The other must-see from the game is Ryan Braun’s double play catch and throw. What a stud!
(The Brewers went on to sweep the Marlins on this all-Wisconsin weekend, and now they welcome the Pittsburgh Pirates to Milwaukee for the final three games of the season, as they seek to lock-up the #2 spot in the NL.)
Then, on Saturday, the Wisconsin Badgers hosted lowly South Dakota in Camp Randall in Madison, thrashing their guests 59-10. And get a load of this: South Dakota managed to win the time of possession (30:42 to 29:18), but in that slightly-less-than-half-a-game, the Badgers put up 612 yards of total offense. 612! Awesome.
Madison will be absolutely rocking next Saturday as the Nebraska Cornhuskers and ESPN's College Gameday come to town. This will be Nebraska’s Big Ten debut. And, as though that wasn’t appealing enough, the Cornhuskers come in ranked #8 in the country to face the Badgers, who weigh in at #7. It’s the best game of the day, and it’ll be in Wisconsin.

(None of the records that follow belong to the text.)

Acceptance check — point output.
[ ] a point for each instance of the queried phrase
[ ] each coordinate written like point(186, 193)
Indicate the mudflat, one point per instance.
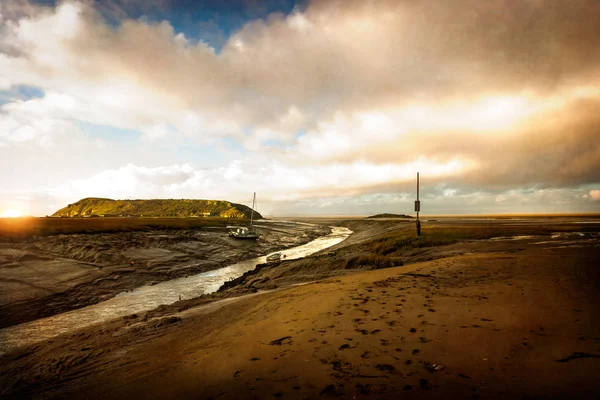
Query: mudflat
point(41, 276)
point(514, 316)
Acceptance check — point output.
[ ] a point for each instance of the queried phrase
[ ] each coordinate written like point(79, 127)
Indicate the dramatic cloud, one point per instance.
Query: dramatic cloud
point(335, 103)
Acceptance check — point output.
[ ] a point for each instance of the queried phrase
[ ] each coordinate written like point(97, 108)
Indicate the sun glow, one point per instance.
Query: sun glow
point(12, 213)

And, finally, the Wisconsin weekend reached its climax with the latest iteration of the NFL’s oldest rivalry. The Packers and Bears played for the third time in the 2011 calendar year. And the Packers beat the Bears for the third time in the 2011 calendar year.
Jay Cutler managed to play the entire game this time, unlike his infamous early exit in the NFC Championship game last January. Indeed, Cutler was the centerpiece of the Bears’ offense, as Mike Martz dialed up only 12 rushing plays all afternoon against the Packers. Admittedly, the Green Bay DBs’ performances against New Orleans and Carolina should make a guy like Martz drool at the prospect of throwing the ball against them. But there was simply no balance in the Bears. They totaled just 13 yards on the ground, and the Packers’ D sacked Cutler three times while picking him off twice in a 27-17 win at Soldier Field.

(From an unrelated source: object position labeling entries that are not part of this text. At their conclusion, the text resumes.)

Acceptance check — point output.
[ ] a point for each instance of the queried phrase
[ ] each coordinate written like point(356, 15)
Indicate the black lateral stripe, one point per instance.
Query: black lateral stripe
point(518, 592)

Green Bay’s opening drive was a thing of beauty. As the game aged, however, the beauty faded. There was lots of ugliness along the way, including the near-disaster at the end when Green Bay’s entire punt coverage team decided to swarm Hester, even though he didn’t have the ball.
In the end, though, Rodgers had a solid day (first INT of the season notwithstanding), Ryan Grant looked like his old self, and Jermichael Finley was every bit the nightmare for an opposing defense that he was supposed to be.
So the Brewers win the NL Central. The Badgers are one of the best teams in the country. And the Packers are 3-0 on the season, with all three wins coming in the Conference, and one of them coming in the Division.
September has been great. October should be so good!